Peroxisomal and mitochondrial beta-oxidation are two principal pathways of fatty acid oxidation which regulate the nature and concentration of intracellular acyl-CoA and energy rich molecules. The integration of these two systems permits the animal to adapt to a wide range of nutrient composition without suffering from hyperglycemia or hyperlipidemia. This application proposes to investigate the role of these two pathways in the adaptation to nutrient composition and in the development of obesity and diabetes in the Zucker obese and diabetes model.
Specific Aim 1 : Test the hypothesis that the contribution of peroxisomal and mitochondrial beta-oxidation varies depending on the chain length and desaturation of the fatty acid (nutrient specific).
Specific Aim 2 : Test the hypothesis that two hormonal systems (insulin and leptin) affect fatty acid synthesis and oxidation differently to regulate gluconeogenesis and lipogenesis.
Specific Aim 3 : To examine peroxisomal and mitochondrial oxidation in obesity and diabetes using Zucker obese and Zucker diabetic models.

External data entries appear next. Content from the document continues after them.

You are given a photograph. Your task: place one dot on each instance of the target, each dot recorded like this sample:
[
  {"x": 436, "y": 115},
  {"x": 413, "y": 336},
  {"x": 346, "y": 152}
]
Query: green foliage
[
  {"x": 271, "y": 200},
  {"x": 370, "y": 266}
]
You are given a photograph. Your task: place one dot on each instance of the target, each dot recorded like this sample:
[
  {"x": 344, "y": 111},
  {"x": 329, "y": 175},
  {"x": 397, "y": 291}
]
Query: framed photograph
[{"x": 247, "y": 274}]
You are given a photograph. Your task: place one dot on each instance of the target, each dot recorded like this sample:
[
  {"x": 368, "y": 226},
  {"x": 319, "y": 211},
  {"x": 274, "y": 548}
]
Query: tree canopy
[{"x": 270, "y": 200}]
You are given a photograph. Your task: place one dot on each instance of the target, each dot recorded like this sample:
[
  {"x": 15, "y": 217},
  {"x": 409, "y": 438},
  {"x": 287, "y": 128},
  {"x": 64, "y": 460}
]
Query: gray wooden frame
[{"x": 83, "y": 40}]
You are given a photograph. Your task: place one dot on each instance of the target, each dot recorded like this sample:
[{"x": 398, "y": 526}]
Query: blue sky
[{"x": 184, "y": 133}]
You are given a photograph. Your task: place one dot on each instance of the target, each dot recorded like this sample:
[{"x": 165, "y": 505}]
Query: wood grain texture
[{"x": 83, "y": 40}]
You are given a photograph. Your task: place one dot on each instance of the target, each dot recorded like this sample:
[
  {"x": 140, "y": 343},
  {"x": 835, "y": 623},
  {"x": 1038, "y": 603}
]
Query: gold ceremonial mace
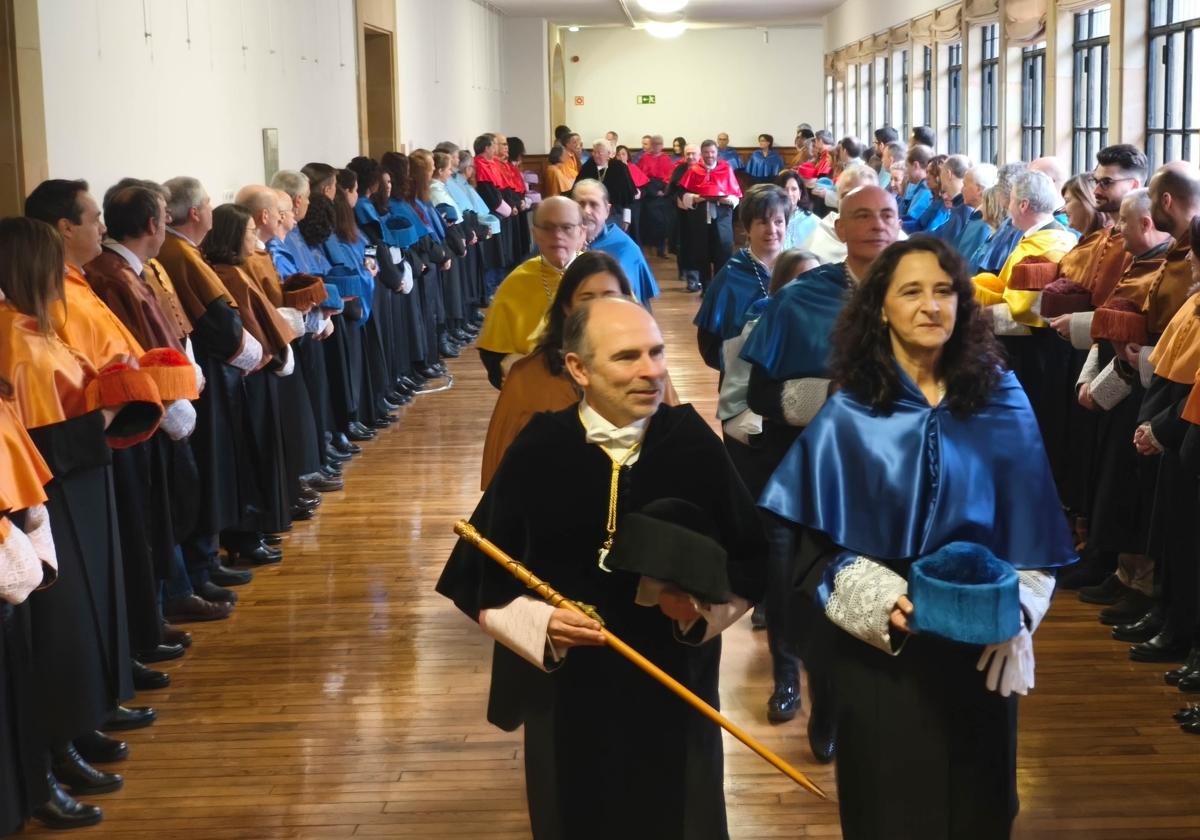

Specific Aim 4 : To test the hypothesis that the effect of PPAR ligands on fatty acid oxidation interacts with the leptin receptor signaling pathway to improve both glucose and lipid metabolism. A key feature of this proposal is the use of [1-13C]- and [U-13C]-fatty acids and mass spectral technologies to determine the relative contributions to the acetyl-CoA pool from fatty acyl chain shortening and elongation (peroxisomes) to mitochondrial beta-oxidation. These studies should provide new conceptual and experimental tools for the study of fatty acid oxidation regulation, a central issue in the pathophysiology of obesity and Type II diabetes.